Dick Cappels' project pages http://www.projects.cappels.org
Return to HOME (more projects)
Photocell Amplifier
This is a low frequency amplifier with an adjustable transimpedance that is
 intended to be used to take relative measurements of a wide range of photo currents.

Not having many parts, this amplifier can be put together in a short amount of time.

Find updates at www.projects.cappels.org


I needed to make some relative optical measurements. I had some small but relatively large area photo diodes, that when operated as photovoltaic cells generated between 20 nanoamps and 200 microamps with the range of optical power available from a light source I needed to test.  That is why this amplifier came into being.

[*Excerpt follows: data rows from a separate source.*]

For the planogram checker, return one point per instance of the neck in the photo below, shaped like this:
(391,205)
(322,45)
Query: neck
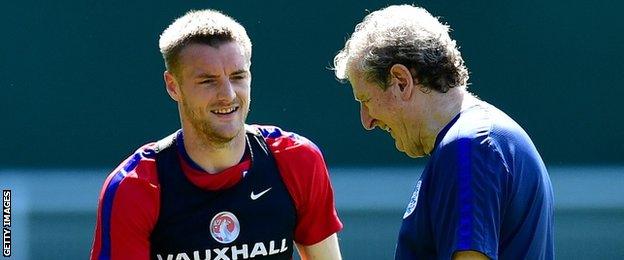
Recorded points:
(443,108)
(211,156)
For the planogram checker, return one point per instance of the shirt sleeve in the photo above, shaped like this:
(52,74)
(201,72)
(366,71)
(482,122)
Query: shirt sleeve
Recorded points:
(127,211)
(305,174)
(466,198)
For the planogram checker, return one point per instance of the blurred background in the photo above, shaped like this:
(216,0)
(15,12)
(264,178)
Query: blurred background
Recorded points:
(81,86)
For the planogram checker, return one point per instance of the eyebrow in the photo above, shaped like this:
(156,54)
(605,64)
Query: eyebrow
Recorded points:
(241,71)
(211,76)
(206,76)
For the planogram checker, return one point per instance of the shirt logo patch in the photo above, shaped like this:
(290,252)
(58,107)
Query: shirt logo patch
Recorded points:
(413,201)
(224,227)
(256,196)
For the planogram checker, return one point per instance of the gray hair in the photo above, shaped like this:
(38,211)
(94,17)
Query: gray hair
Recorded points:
(204,26)
(407,35)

The output of the amplifier is to be measured on a digital voltmeter. Besides being able to accept 20 na to 200 micro amps and output voltages that range form 100 mv to 2 or 3 volts, the amplifier needed to have a low input resistance so the diode could be run at or near zero bias so that its output would be a linear function of light on the photocell. It also has to have plenty of connectors. Along the bottom of the board in the image above, from left to right, are a power input connector because it would use an isolated unregulated DC power supply that is sometimes used for other things, a voltage output connector so that its output could be plugged into a digital voltmeter, and an input connector so that it can accept current from a variety of photodiodes.

The objective of the design was an amplifier that could be built quickly and use "ordinary" parts, except for the op amp, which needed to have low input offset current and a decently low input offset voltage. I also did not want to worry about low noise design, hence the 22 uf capacitor on the input and the use of a digital voltmeter to read the output.

The Circuit

Simply an amplifier and a +/- 4 volt power supply.

Starting with the power supply. An input voltage of 12 to 16 volts DC is regulated to + 8 volts. R1 assures that a minimum of 10 milliamps flows through the 1N5227, 3.6 volt Zener diode. All together, this makes approximately 8.6 volts. This would have been simpler with a 7808 regulator, and a low power version of the regulator would have been plenty sufficient, but one works with what one has on hand.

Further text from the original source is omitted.